Ed O’Brien: «L’artista abita altre latitudini, ma al tempo stesso è capace di interpretare e descrivere il mondo normale, facendosi non portavoce ma guida, capofila. Un pittore, uno scrittore, un cantante trasforma in arte i sentimenti comuni. Arthur Miller, nella prefazione al dramma “Morte Di Un Commesso Viaggiatore”, nel 1952, scriveva che il compito dell’artista è far sentire meno sola la gente. Un’opera d’arte si può dire davvero riuscita quando agisce su due livelli: quando fa credere a una persona che l’autore si rivolge solo a lei, ma al tempo stesso che quel sentimento è universale, che è sufficiente guardarsi intorno per notare che altre persone condividono le medesime cose. Oggi viviamo in un mondo che ti fa sentire solo, umiliato, alienato, isolato. L’artista può e deve convincerti che altre persone si sentono come te e che l’arte, nel nostro caso la musica, può essere il tramite e, al tempo stesso, la fuga. Anche quando racconta caos e desolazione».

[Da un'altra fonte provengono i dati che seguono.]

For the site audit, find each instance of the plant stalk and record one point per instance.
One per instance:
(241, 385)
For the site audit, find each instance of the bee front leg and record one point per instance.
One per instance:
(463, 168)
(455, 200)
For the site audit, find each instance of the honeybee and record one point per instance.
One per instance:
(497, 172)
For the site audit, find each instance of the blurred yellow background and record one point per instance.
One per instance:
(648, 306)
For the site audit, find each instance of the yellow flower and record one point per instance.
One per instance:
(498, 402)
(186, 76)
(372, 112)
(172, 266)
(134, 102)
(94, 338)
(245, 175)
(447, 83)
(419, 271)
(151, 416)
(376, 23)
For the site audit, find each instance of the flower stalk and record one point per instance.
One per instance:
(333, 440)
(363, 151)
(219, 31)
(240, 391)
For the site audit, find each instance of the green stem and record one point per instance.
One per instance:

L’artista è anche come un pazzo e come un bambino: tutti e tre vedono la realtà con occhi particolari. Il bambino può disegnare una casa con sette porte e cinque camini, tre finestre quadrate e cinque triangolari, e va comunque bene. Il pazzo vive in un mondo reale dove alla sua mente è concesso tutto.
Ed O’Brien: «E’ verissimo. E c’è di più. L’artista deve mantenere occhi da bambino, per non perdere innocenza e ingenuità e per prolungare quel senso di infantile bellezza che un certo tipo di arte comporta. Penso a Picasso, a Salvador Dalì o a Basquiat; penso ai musicisti che devono comportarsi da grandi ma anche illudersi di essere bambini, per sopportare le follie e le incongruenze del mercato. L’accademia non serve all’ingegno. La nostra musica ha un approccio infantile».
La vostra musica contiene anche una robusta dose di malinconia.
Ed O’Brien: «E’ un sentimento umano di cui soffriamo quotidianamente. E’ importante per noi. Sono cresciuto con la musica degli Smiths, molto malinconica nei suoni e nei testi. La malinconia è un elemento positivo perché, quando non si tramuta in autocommiserazione, trasmette energia a chi ascolta. Non è vero che tristezza chiama tristezza. Quello è il primo passo, ma poi si scatena una reazione positiva. La miglior letteratura, i più grandi romanzi non sono certo allegri e spensierati».
Phil Selway: «I momenti belli li vivi, quelli brutti li analizzi e, se riesci, li trasformi in arte».
Il successo vi ha viziato o nutrito?
Phil Selway: «Dipende dai periodi. Il successo è una forza ambigua che aggiunge o sottrae. A volte sembra che ti spinga come un toro nell’arena, come un animale che crede di essere imbattibile ma che imbattibile non è, tanto che finisce sempre ucciso. E’ difficile convivere non con il successo, ma con la paura che il successo finisca. Credo che la fama sia importante quando ti aiuta a capire come sei e come sono gli altri, perché se riesci a capirlo in condizioni difficili, allora sei a posto per sempre. Il più delle volte, però, finisce per trasformarti in qualcuno che non conoscevi prima di diventare famoso. E che forse non avresti mai voluto conoscere».